Lecture 7: Intro to Multithreading
Note: Reading these lecture notes is not a substitute for watching the lecture. I frequently go off script, and you are responsible for understanding everything I talk about in lecture unless I specify otherwise.
What are threads?
So far, we have been talking about processes. Each process has its own virtual address space, its own file descriptor table, its own signal table and signal mask, etc. Each process can use registers on the CPU without other processes changing its values.
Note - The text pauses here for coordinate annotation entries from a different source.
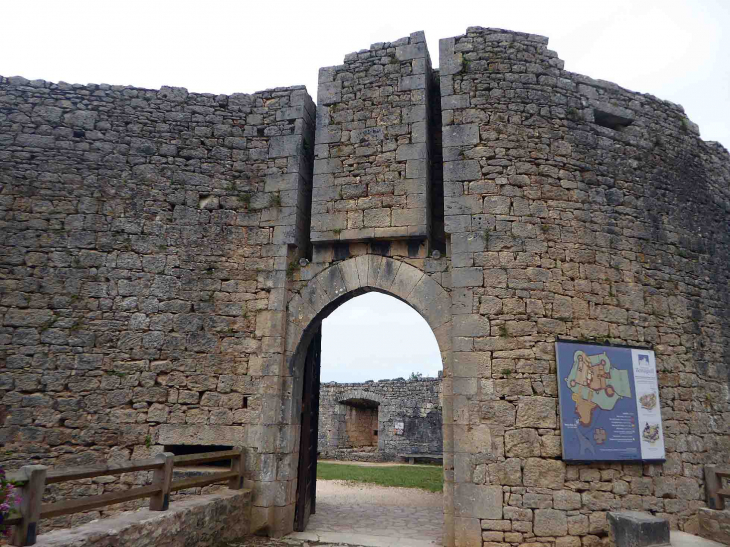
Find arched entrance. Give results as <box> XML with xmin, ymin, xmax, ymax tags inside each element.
<box><xmin>281</xmin><ymin>255</ymin><xmax>453</xmax><ymax>544</ymax></box>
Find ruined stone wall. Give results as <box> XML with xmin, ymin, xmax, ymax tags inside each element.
<box><xmin>440</xmin><ymin>28</ymin><xmax>730</xmax><ymax>546</ymax></box>
<box><xmin>311</xmin><ymin>32</ymin><xmax>431</xmax><ymax>242</ymax></box>
<box><xmin>0</xmin><ymin>78</ymin><xmax>314</xmax><ymax>521</ymax></box>
<box><xmin>345</xmin><ymin>405</ymin><xmax>378</xmax><ymax>448</ymax></box>
<box><xmin>318</xmin><ymin>378</ymin><xmax>443</xmax><ymax>461</ymax></box>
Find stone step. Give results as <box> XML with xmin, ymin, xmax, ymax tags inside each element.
<box><xmin>669</xmin><ymin>530</ymin><xmax>724</xmax><ymax>547</ymax></box>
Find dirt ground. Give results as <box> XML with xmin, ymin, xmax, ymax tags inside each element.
<box><xmin>226</xmin><ymin>480</ymin><xmax>443</xmax><ymax>547</ymax></box>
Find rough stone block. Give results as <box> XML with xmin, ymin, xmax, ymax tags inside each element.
<box><xmin>532</xmin><ymin>509</ymin><xmax>568</xmax><ymax>537</ymax></box>
<box><xmin>454</xmin><ymin>483</ymin><xmax>502</xmax><ymax>520</ymax></box>
<box><xmin>608</xmin><ymin>511</ymin><xmax>669</xmax><ymax>547</ymax></box>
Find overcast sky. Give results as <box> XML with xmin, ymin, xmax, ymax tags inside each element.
<box><xmin>321</xmin><ymin>292</ymin><xmax>442</xmax><ymax>382</ymax></box>
<box><xmin>0</xmin><ymin>0</ymin><xmax>730</xmax><ymax>148</ymax></box>
<box><xmin>0</xmin><ymin>0</ymin><xmax>730</xmax><ymax>381</ymax></box>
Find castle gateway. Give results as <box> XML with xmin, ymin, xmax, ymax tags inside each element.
<box><xmin>0</xmin><ymin>27</ymin><xmax>730</xmax><ymax>547</ymax></box>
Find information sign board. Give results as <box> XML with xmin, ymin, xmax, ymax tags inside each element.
<box><xmin>555</xmin><ymin>340</ymin><xmax>665</xmax><ymax>461</ymax></box>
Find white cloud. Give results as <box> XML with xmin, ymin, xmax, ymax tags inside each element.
<box><xmin>0</xmin><ymin>0</ymin><xmax>730</xmax><ymax>147</ymax></box>
<box><xmin>321</xmin><ymin>293</ymin><xmax>442</xmax><ymax>382</ymax></box>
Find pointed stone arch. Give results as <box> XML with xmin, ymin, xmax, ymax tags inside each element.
<box><xmin>277</xmin><ymin>254</ymin><xmax>454</xmax><ymax>542</ymax></box>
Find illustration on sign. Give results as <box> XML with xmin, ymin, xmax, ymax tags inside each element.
<box><xmin>555</xmin><ymin>341</ymin><xmax>664</xmax><ymax>461</ymax></box>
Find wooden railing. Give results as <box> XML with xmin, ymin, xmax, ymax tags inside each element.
<box><xmin>4</xmin><ymin>449</ymin><xmax>244</xmax><ymax>546</ymax></box>
<box><xmin>705</xmin><ymin>465</ymin><xmax>730</xmax><ymax>511</ymax></box>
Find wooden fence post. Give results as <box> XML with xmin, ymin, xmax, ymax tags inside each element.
<box><xmin>10</xmin><ymin>465</ymin><xmax>48</xmax><ymax>546</ymax></box>
<box><xmin>228</xmin><ymin>448</ymin><xmax>244</xmax><ymax>490</ymax></box>
<box><xmin>150</xmin><ymin>452</ymin><xmax>175</xmax><ymax>511</ymax></box>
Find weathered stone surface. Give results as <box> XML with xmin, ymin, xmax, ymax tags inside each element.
<box><xmin>454</xmin><ymin>483</ymin><xmax>502</xmax><ymax>519</ymax></box>
<box><xmin>516</xmin><ymin>396</ymin><xmax>558</xmax><ymax>428</ymax></box>
<box><xmin>533</xmin><ymin>509</ymin><xmax>568</xmax><ymax>537</ymax></box>
<box><xmin>608</xmin><ymin>511</ymin><xmax>669</xmax><ymax>547</ymax></box>
<box><xmin>311</xmin><ymin>33</ymin><xmax>433</xmax><ymax>242</ymax></box>
<box><xmin>317</xmin><ymin>378</ymin><xmax>443</xmax><ymax>461</ymax></box>
<box><xmin>523</xmin><ymin>458</ymin><xmax>565</xmax><ymax>489</ymax></box>
<box><xmin>36</xmin><ymin>490</ymin><xmax>252</xmax><ymax>547</ymax></box>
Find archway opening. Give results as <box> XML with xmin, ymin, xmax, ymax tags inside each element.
<box><xmin>295</xmin><ymin>292</ymin><xmax>443</xmax><ymax>544</ymax></box>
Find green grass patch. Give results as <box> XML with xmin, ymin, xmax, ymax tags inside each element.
<box><xmin>317</xmin><ymin>463</ymin><xmax>444</xmax><ymax>492</ymax></box>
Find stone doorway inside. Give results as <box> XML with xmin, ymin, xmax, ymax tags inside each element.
<box><xmin>291</xmin><ymin>288</ymin><xmax>443</xmax><ymax>547</ymax></box>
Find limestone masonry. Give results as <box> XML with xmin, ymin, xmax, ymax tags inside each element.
<box><xmin>317</xmin><ymin>378</ymin><xmax>444</xmax><ymax>461</ymax></box>
<box><xmin>0</xmin><ymin>27</ymin><xmax>730</xmax><ymax>547</ymax></box>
Threads are created within processes. A thread is very much like a process (in fact, threads are often called “lightweight processes,”) but instead of being isolated, threads share most resources with other threads of the same process. Threads have their own stacks, but they share the same heap, the same globals, the same file descriptor table, and more.
Launching threads
In C++, to spawn a thread, create a thread
object. The first argument is the
function that the thread should run. This example launches 1 extra thread that
prints “hello world”:
static void printHello() {
cout << "Hello world!" << endl;
}
int main(int argc, char *argv[]) {
thread helloThread = thread(printHello);
helloThread.join();
return 0;
}
thread.join()
is similar to waitpid; it blocks until the thread exits.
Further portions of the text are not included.